Littérature

L’écrivain, l’ogre et l’avatar – sur Sarah, Susanne et l’écrivain d’Éric Reinhardt

Écrivain

Dans Sarah, Susanne et l’écrivain, une ex-architecte d’une quarantaine d’années dialogue avec le personnage de l’écrivain (et avatar de l’auteur) pour lui confier son histoire et la transformer en roman. Le romancier s’exécute, et nous assistons sous sa plume à la naissance progressive du récit. C’est dans un rapport de plus en plus en miroir avec son lectorat qu’Éric Reinhardt écrit ainsi en pensant à ceux qui le liront et à ceux qui l’ont lu, parlant finalement toujours un peu de lui, en gardant la main.

Il y a tout juste vingt-cinq ans, Éric Reinhardt publiait chez Actes Sud son premier roman, Demi-sommeil. Je fus, je crois, l’un des premiers à écrire à son sujet un article, où je me rappelle avoir évoqué le film de John Cassavetes, Husbands, auquel m’avait spontanément fait penser le livre, dont j’aimais vraiment bien l’atmosphère (et beaucoup le titre).

publicité

Si je me souviens de ce détail, c’est parce que l’auteur, que je connaissais un peu (il lui arrivait alors comme moi d’écrire aux Inrockuptibles), m’avait dit, pour me remercier, qu’il avait en effet beaucoup pensé à Cassavetes pendant la rédaction de son roman, et avait eu l’impression, après coup, me lisant, que j’avais ainsi percé une sorte de secret de fabrication.
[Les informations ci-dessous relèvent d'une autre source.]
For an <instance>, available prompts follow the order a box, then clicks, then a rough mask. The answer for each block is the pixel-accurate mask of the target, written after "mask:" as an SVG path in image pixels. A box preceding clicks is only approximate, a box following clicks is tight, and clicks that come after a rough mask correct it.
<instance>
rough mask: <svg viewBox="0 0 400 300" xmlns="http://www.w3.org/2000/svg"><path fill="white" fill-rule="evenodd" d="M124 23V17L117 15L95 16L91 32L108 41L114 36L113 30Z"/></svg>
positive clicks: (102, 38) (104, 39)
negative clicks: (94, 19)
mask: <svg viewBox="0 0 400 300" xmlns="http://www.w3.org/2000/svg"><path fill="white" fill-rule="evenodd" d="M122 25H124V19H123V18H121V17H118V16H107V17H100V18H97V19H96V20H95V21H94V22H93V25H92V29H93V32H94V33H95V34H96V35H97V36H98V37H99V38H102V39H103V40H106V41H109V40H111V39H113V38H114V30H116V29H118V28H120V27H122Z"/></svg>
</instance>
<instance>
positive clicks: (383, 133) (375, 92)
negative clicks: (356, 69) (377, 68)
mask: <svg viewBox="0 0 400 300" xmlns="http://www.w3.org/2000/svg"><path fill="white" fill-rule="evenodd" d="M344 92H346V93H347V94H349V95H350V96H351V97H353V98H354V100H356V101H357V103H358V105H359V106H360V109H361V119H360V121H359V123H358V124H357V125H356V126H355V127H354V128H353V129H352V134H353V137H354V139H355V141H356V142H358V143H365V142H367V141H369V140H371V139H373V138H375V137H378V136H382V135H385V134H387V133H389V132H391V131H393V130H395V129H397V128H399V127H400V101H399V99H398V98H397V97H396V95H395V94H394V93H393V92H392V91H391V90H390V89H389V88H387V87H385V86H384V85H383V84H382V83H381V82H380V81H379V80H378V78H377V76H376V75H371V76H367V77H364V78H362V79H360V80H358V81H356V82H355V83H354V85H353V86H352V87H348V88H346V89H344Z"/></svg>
On ne m’en voudra pas de cette mince anecdote, tandis que paraît Sarah, Susanne et l’écrivain, l’épais nouveau roman d’Éric Reinhardt, imprimé à 40 000 exemplaires, me dit-on, dès son premier tirage : c’est qu’entre-temps l’écrivain est devenu une star, ou du moins une authentique vedette du monde des lettres, largement reconnue, célébrée, adaptée même au cinéma. Je me permets ce petit souvenir de lecture simplement parce qu’il me semble que, de manière explicite depuis quelques romans, mais au fond dès l’origine, la préoccupation d’Éric Reinhardt demeure d’établir une relation sensible, d’une certaine façon mesurable, en tout cas maîtrisée, avec ses lecteurs et lectrices, au point de finir par en faire non plus seulement les destinataires de ses livres, mais leur sujet même, par un effet presque pervers de mise en abîme.

On répondra que le désir d’être lu, donc le souci des lecteurs, est commun à l’immense majorité des écrivains : c’est vrai. Mais tous ne mettent pas en scène, avec une telle obstination, et un tel génie maniaque, si l’on ose dire, le rapport à leur lectorat, quitte à jouer dans le texte, sous des formes variées et volontiers retorses, leur propre rôle de romancier plus ou moins masqué.